Würdige Nachfolger der römischen Bautrupps: Das Team der freiwilligen Experimentler um Museumsleiter Mark Schrader und Besucher.
Würdige Nachfolger der römischen Bautrupps: Das Team der freiwilligen Experimentler um Museumsleiter Mark Schrader und Besucher.
Sägen bis die Arme lahm werden: Auch die Praktikantin packt als Archäologiestudentin mit an.
Sägen bis die Arme lahm werden: Auch die Praktikantin packt als Archäologiestudentin mit an.

Jeder Hand sieht man an diesem Wochenende an, was sie geschafft hat. Kein Wunder, denn zur Ruhe kommt keine von ihnen. Die eine Hand schiebt unablässig die Säge immer tiefer hinein in das Holz. Die nächste Hand schwingt die Axt, um lästige und knochenharte Astlöcher zu bezwingen. So ähnlich, wie die Römer vor gut 2.000 Jahren hier am Römerlager zu Werke gegangen sein müssen. Mit dem Unterschied, dass sie nicht „nur“ ein Gefache für die Erweiterung der Mauer bauen wollten. Sie mussten mal eben in Windeseile 2,7 Kilometer Mauer mit Türmen, Toren, Spitzgräben und noch diverse Lagerbauten aus dem Boden stampfen. Zudem hatten sie ein Potenzial an Arbeitskräften, das möglicherweise aus drei Legionen bestand. Hier packten also zwischen 9.000 bis 18.000 Männer mit an. Bei diesem neuzeitlichen Ausflug in die experimentelle Archäologie ist es ein Dutzend freiwilliger Helfer.

Da fliegen die Späne beim mühseligen Nachbebeilen der Stämme.
Da fliegen die Späne beim mühseligen Nachbebeilen der Stämme.

Wie lange braucht man 2.000 Jahre später ohne das Know-how, die Übung und die ausgefeilte Logistik der Römer, um Baumstämme in Balken zu verwandeln? Schafft man das in modernen Zeiten überhaupt in Eigenleistung? Wie vermisst man überhaupt das, was man dort baut, ohne Zollstock?
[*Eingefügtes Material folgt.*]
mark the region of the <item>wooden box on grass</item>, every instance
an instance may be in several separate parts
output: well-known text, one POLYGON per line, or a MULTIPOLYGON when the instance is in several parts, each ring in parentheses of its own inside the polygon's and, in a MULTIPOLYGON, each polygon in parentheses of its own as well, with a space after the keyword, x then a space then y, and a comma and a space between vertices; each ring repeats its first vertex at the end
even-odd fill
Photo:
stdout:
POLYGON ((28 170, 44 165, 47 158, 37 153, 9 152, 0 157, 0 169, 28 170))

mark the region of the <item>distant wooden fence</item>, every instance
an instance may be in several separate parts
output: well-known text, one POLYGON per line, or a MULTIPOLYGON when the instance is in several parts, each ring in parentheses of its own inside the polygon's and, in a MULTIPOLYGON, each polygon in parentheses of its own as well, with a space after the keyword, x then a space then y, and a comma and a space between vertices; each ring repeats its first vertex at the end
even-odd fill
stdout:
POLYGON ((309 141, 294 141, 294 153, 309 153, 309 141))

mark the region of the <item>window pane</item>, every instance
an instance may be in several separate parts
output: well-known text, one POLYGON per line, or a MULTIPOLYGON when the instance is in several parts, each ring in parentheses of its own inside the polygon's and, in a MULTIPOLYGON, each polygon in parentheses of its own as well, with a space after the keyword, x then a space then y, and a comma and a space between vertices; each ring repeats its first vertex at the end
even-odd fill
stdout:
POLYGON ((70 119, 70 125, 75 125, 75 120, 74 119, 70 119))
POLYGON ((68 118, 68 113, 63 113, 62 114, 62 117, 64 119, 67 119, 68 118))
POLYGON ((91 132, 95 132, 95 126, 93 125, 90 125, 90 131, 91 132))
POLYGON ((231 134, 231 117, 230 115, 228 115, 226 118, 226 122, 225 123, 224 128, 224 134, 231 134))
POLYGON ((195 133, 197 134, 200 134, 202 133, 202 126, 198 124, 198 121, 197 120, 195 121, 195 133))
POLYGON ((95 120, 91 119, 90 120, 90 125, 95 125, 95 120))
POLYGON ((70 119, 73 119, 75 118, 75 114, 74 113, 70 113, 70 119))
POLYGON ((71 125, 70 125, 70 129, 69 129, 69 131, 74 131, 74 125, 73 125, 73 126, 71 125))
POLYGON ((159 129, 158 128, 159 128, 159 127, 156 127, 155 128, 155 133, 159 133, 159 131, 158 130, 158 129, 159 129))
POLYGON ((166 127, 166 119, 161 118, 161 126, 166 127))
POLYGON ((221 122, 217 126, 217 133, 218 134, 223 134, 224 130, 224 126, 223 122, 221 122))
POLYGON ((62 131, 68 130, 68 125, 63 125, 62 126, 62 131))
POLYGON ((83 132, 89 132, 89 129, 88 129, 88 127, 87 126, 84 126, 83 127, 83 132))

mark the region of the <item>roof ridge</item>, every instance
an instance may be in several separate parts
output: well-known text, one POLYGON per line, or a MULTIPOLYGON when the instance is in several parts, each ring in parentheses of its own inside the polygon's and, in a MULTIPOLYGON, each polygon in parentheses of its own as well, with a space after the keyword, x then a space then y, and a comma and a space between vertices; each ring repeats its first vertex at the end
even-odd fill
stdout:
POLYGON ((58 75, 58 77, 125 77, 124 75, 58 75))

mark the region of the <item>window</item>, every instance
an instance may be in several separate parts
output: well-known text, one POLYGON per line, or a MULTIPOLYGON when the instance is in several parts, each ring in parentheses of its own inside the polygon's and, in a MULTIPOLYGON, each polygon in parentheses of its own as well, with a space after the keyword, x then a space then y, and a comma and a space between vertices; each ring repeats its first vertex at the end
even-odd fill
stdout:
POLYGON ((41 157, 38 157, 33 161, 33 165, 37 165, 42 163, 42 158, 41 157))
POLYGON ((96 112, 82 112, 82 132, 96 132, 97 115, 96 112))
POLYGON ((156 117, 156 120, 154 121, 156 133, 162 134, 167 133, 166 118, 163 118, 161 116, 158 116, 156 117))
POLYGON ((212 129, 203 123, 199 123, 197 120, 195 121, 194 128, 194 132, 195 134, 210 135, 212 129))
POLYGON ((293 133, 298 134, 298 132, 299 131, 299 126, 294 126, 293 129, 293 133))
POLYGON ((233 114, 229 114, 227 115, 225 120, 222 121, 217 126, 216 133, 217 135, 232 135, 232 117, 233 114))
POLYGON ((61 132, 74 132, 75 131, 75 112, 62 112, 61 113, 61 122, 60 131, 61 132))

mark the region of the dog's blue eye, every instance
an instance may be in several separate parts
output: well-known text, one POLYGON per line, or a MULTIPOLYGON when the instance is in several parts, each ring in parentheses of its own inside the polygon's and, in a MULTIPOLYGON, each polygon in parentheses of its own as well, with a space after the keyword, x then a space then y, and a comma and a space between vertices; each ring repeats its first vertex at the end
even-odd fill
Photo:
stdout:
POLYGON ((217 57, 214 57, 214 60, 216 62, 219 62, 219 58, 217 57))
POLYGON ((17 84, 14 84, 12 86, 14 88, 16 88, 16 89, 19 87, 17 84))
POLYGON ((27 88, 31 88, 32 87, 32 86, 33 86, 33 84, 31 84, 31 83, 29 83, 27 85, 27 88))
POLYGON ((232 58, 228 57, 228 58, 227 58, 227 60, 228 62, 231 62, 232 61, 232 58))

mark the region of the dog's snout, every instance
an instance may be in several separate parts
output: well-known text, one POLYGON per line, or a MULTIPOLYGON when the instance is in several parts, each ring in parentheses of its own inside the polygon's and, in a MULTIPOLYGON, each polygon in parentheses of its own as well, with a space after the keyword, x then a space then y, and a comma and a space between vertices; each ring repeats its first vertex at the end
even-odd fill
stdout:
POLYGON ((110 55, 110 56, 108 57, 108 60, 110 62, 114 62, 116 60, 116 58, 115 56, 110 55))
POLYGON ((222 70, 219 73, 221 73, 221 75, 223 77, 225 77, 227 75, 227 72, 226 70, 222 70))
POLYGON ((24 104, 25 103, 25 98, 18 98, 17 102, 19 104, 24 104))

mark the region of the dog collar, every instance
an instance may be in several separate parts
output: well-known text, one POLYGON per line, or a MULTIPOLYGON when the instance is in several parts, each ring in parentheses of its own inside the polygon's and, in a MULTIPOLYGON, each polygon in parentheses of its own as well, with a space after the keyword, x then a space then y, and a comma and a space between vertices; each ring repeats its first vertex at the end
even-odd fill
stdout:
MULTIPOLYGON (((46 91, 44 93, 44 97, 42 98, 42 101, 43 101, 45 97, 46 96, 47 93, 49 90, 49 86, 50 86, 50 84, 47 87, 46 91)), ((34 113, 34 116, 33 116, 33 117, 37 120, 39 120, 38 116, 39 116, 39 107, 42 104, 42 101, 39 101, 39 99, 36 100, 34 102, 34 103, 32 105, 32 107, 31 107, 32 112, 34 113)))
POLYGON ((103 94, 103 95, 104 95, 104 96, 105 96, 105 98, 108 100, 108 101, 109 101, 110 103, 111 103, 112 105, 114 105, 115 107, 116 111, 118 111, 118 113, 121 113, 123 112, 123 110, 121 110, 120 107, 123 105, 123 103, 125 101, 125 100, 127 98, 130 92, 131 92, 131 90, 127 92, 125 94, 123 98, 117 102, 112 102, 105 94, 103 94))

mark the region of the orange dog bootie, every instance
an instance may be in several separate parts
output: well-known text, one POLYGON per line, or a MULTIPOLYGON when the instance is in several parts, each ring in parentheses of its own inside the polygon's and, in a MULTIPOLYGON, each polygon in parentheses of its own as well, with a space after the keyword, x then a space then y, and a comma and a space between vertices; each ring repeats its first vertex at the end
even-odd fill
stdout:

Mit dem römischen Fuß, dem Finger, der Elle? „Wir stellen uns bei dieser Aktion auch einige wissenschaftliche Fragen“, schildert Mark Schrader, der auch Archäologe ist. Ganz allein geht es dann doch nicht. Jörg Steinhauer ist dazukommen. Er hat Werkzeuge mitgebracht, die jenen der Römer am nächsten kommen. Außerdem hat er als Tischler und Bildhauer viel Erfahrung und Experimente mit alten Handwerkstechniken und Werkzeugen im Gepäck. Er zeigte der engagierten Oberadener Truppe zunächst, wie die Schlagtechnik mit dem Beil funktioniert und klärte sie über ihr Grundmaterial, das Holz auf.

Einen kleinen Film über die Arbeiten gibt es hier

Längst vergessenen Techniken auf der Spur

Hobeln, Vorbebeilen, Nachbebeilen, mit der Axt die grobe Vorarbeit leisten: Da kommt man ganz schon ins Schwitzen.
Hobeln, Vorbebeilen, Nachbebeilen, mit der Axt die grobe Vorarbeit leisten: Da kommt man ganz schon ins Schwitzen.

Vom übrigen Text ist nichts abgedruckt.